Kenya's dispute between sporting and Governmental bodies shows no sign of slowing after both sides gave different views as to who occupied a mysterious luxury cruise ship, reportedly paid for out of state-allocated National Olympic Committee funds, during Rio 2016.
This came as Kenya's Chef de Mission Stephen Soi belatedly appeared before the National Assembly Labour and Social Welfare Committee over alleged mismanagement of the Olympic team.
Soi, accused of possible abuse of office as well as theft and neglect of duty charges, was initially expected to appear alongside other National Olympic Committee of Kenya (NOCK) officials two weeks ago only to fail to attend due to illness.
He has reportedly now paid KSh200,000 (£1,500/$2,000/€1,750) cash to secure his freedom pending investigations.
These are now set to take place on September 19 when he appears in court alongside NOCK vice-chairman Pius Ochieng, secretary general F.K Paul and treasurer Fridah Shiroyah.
They are accused of key accommodation and travel mishaps, including the "mishandling of accreditation", as well as kits which allegedly never reached athletes.
All four have left their passports in court and are not to access the NOCK offices unless permitted by the police.
But Sports Minister Hassan Wario, who announced the disbanding of the NOCK soon after the Closing Ceremony of Rio 2016 last month, has in turn been accused of acting without carrying out any formal inquiry or allowing the sports officials to make a defence.

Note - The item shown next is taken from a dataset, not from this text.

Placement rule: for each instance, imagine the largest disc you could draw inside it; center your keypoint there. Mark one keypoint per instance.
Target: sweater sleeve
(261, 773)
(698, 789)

Disputes now resolve over the KSh2 million (£15,000/$20,000/€17,500) room on a cruise ship moored in Rio, with claims it was booked in order to house Kenyan President Uhuru Kenyatta.
The Government claimed that this was not the case and the room had been booked for NOCK President Kipchoge Keino, the International Olympic Committee (IOC) honorary member who received an Olympic Laurel at the Opening Ceremony of Rio 2016, and was likely used by other officials.
Soi denied this during his hearing, and claimed that either Wario himself or Kenyan solicitor general Njee Muturi was expected to occupy the room due to their seniority.
This latest dispute marks a further escalation of an increasingly ugly row which seems likely to end in Kenya's suspension from the IOC.
A letter had been sent by the IOC threatening such a move if the situation is not rectified.
"We sincerely hope that the present situation will be rectified without delay, failing which the IOC would, unfortunately, be forced to consider protective measures vis-à-vis your NOC and the Olympic Movement in your country, as provided in these circumstances in the Olympic Charter, in particular Rule 27.9," said IOC deputy secretary general and head of NOC relations, Pere Miró.
Rule 27.9 of the Olympic Charter provides the IOC's ruling Executive Board the power to "take any appropriate decisions for the protection of the Olympic Movement in the country of an NOC, including suspension of or withdrawal of recognition".
The NOCK would have "an opportunity to be heard" before any such decision is taken, with no further meetings of the Executive Board scheduled until December.
Wario has vowed to meet with the IOC and NOCK officials later this month in order to discuss the issue.